O Governo está a estudar a hipótese de adiar em uma semana o início do ano letivo para o Ensino Secundário. O ministro da Educação, Ciência e Inovação (MECI), Fernando Alexandre, anunciou isso mesmo, esta terça-feira, nos passos perdidos do Parlamento, depois da tomada de posse do novo presidente do Conselho Nacional da Educação.
Questionado pelos jornalistas sobre a hipótese de adiar o início do ano letivo, Fernando Alexandre considerou não haver essa necessidade “para o 1.º ciclo, para o 2.º ciclo, nem mesmo para 3.º ciclo”. Mas adiantou que o Governo está a ouvir o Conselho das Escolas sobre a possibilidade desse adiamento acontecer por uma semana, mas apenas para o Ensino Secundário. O ministro justificou essa possibilidade com o cansaço acumulado dos professores deste grau de ensino.
“Os professores do Ensino Secundário estão de facto sob grande esforço. Estão num processo muito exigente. Tiveram muitos exames para corrigir na primeira fase [de exames nacionais], estão agora com a segunda fase, vão ter muitas reapreciações para fazer e vão ter uma época especial em setembro. Queremos que os professores cheguem às escolas com força e com energia. Parece-me difícil pedir isso aos professores com este esforço todo e a começar os exames [da época especial] logo no dia 3 de setembro”, justificou, adiantando que a hipótese tem estado a ser estudada e que “não prejudicará o calendário do ano letivo e vai beneficiar os alunos”.
Fernando Alexandre garantiu ainda que a segunda fase dos exames nacionais “está a decorrer com toda a normalidade”. “Já temos 20% das provas corrigidas e elas só foram disponibilizadas ontem. A digitalização ficou toda pronta no fim de semana. Temos todas as condições para que a segunda fase decorra com normalidade e Portugal possa fazer mais um avanço no seu sistema educativo”, assegurou.
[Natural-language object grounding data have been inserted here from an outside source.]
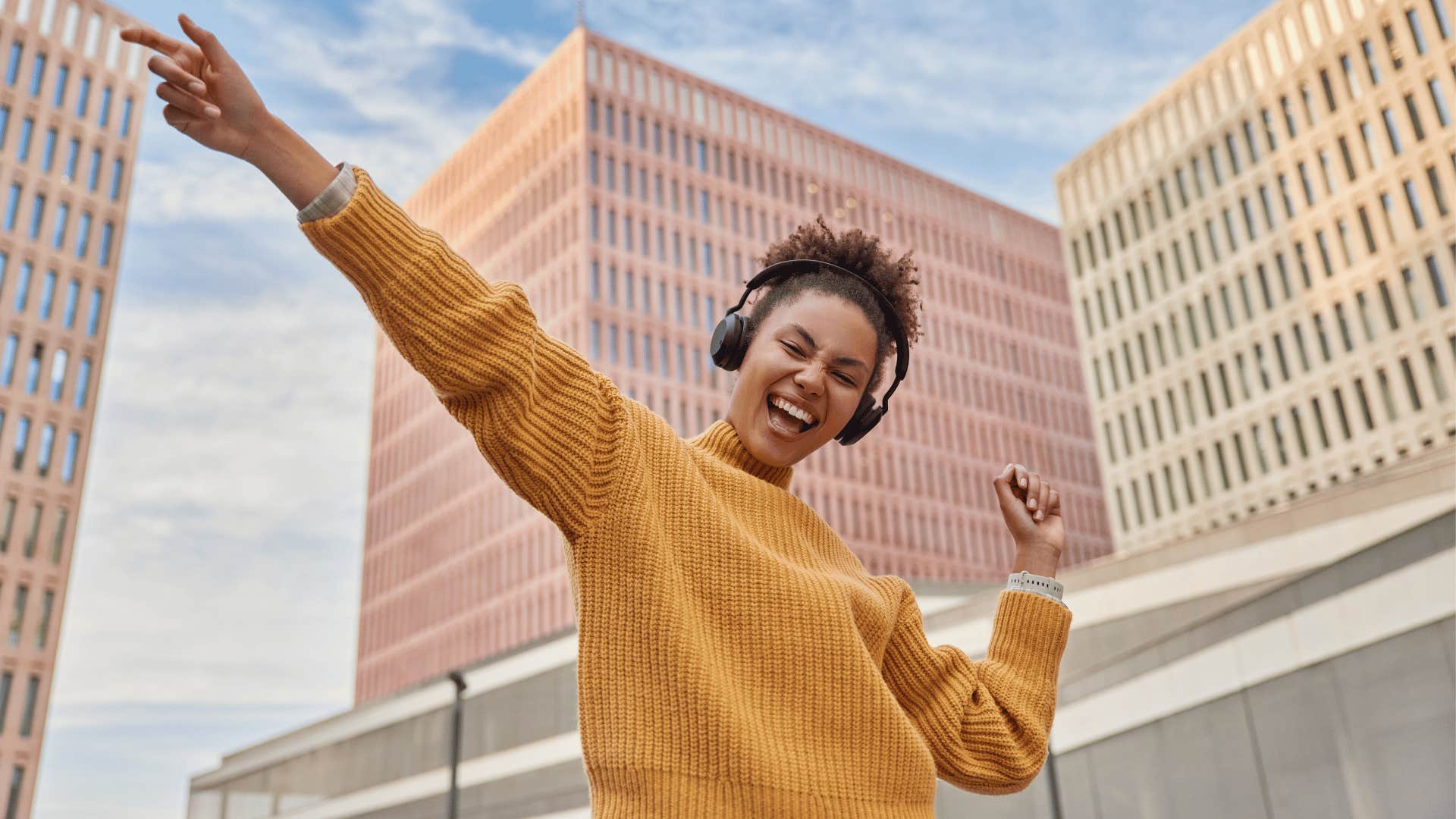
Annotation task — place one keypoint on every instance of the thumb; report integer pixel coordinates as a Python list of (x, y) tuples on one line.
[(1012, 507)]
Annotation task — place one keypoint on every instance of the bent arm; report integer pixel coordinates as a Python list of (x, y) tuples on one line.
[(549, 425), (986, 722)]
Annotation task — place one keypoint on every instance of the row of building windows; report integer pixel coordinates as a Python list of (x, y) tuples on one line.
[(22, 297), (42, 464), (22, 153), (33, 373), (1416, 292), (42, 627), (794, 191), (1416, 215), (1232, 80), (58, 234), (71, 28), (58, 95), (1190, 406), (33, 531), (1272, 431), (785, 140), (1370, 155)]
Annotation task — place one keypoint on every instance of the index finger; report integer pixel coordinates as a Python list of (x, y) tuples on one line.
[(152, 38)]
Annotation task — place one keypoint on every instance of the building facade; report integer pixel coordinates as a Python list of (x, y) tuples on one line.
[(1294, 664), (69, 124), (629, 200), (1261, 264)]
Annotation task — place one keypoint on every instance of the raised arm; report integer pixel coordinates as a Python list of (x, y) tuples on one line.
[(984, 722), (987, 722), (549, 425)]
O ministro adiantou que pedidos de reapreciação ultrapassam já os 20 mil, o que considerou “natural”, já que “temos 20 mil provas que a nota é qualquer coisa vírgula 4” e “é natural que os alunos peçam reapreciação na tentativa de chegar aos vírgula 5”.
Fernando Alexandre falou ainda do novo modelo de classificação de exames nacionais que está a ser estudado e que “terá uma forma de pagamento similar à que foi apresentada no despacho” publicado na segunda-feira à noite. “O pagamento faz parte do novo modelo”, assegurou.
“Precisamos de um novo modelo para a classificação, não falta disponibilidade de professores para corrigir exames nacionais. O que temos é um problema de afetação. O processo, como é feita a escolha, é extremamente ineficiente. O que leva a que aqueles que estão disponíveis para colaborar não consigam colaborar”, considerou.
Fernando Alexandre diz que, na primeira fase dos exames nacionais, só na região de Lisboa, foram identificados “111 professores que estavam escalados, foram convocados e que não estão disponíveis porque estão de férias ou meteram atestado médico”. “É uma escolha dessas pessoas. Mas não podemos contar com essas pessoas e temos de ter capacidade de selecionar aquelas que efetivamente têm disponibilidade e capacidade para classificar”, disse.
A primeira fase dos exames nacionais deste ano letivo decorreu debaixo de uma grande polémica, por causa dos problemas na correção e na digitalização das provas, que conduziram a sucessivos adiamentos da afixação das pautas. Depois de afixadas as pautas, foram detetados vários erros que o ministro garante agora estarem “praticamente todos resolvidos” e diz serem “naturais” num processo “desta dimensão”.